Today we are very used to the image of the city as a group of consumers who, apart from literally consuming food, have nothing to offer to farmers. This image is not consistent with a number of historical counter-examples, but also ignores numerous contemporary examples where cities or city dwellers make efforts to organise solidarity with the farmer or infrastructure for agriculture, for example. Cities can be much more than places of mere consumption.
On a global scale, agroecological food production plays a very significant role, outweighing the importance of industrial agriculture in many countries in the global south. The residual agroecological practices in the global north are destined to remain niche as long as they are in competition with a globalized agricultural model that extracts resources from elsewhere and has benefited from decades of public infrastructure investments such as our road and harbour networks. Can we redirect public means to support a distinctively local food system? What is the needed infrastructure for agroecological farmers in urbanised environments? In other words, how do we imagine an agroecological urbanism?
Many cities and their historical hinterlands are confronted with the systematic decline of the number of active farmers. While this has been made up by import and by increase in productivity, the downside of this model is becoming increasingly present, losing the eyes, hands, hearts and minds that used to care for the environmental resources. Agroecological farmers are key stewards of food, water and energy and their multiple connections. Consider how many urban policy objectives or Sustainable Development Goals are difficult or even impossible to achieve in an environment where all farmers have disappeared.
Food is not an urban question by default, it is only so to the extent that urban communities (re)claim their role. As consumption centres, cities have a high mandate and impact to relocalise the food system. And as responsible authority in many other areas (land policy, green policy, etc.), cities possess many instruments that can also be used for agricultural purposes. How do we rethink these instruments so that they actively support a local food system?
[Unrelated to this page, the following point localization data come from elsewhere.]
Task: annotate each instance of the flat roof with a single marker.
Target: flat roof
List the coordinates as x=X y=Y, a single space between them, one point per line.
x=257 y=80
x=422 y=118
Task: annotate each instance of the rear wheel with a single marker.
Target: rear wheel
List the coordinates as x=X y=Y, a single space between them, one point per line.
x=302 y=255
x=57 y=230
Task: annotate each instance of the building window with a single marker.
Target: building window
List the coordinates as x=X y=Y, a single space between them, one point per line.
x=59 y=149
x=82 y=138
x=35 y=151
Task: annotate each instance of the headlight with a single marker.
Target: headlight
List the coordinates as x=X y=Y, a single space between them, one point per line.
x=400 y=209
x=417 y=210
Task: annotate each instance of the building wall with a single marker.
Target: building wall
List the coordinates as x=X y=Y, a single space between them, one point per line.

Yes, some urban farming initiatives are symbolic attempts that serve as an excuse for policy makers not to engage with land-based farmers in the urban fringes and beyond. Other urban agriculture initiatives do make a difference and challenge the way the city is organised today. They are an inspiration for a model of urbanisation that shifts the focus from expensive greenwashing projects to creating enabling environments where the conditions are right, soils are cared for, land is made available, training is adequate, and logistics are in tune. Many urban agriculture projects reconnect city dwellers with food, seasons, living soils and help to stimulate community building. These are all important elements for the recognition of professional land-based agriculture as an indispensable asset to the (peri-)urban agenda.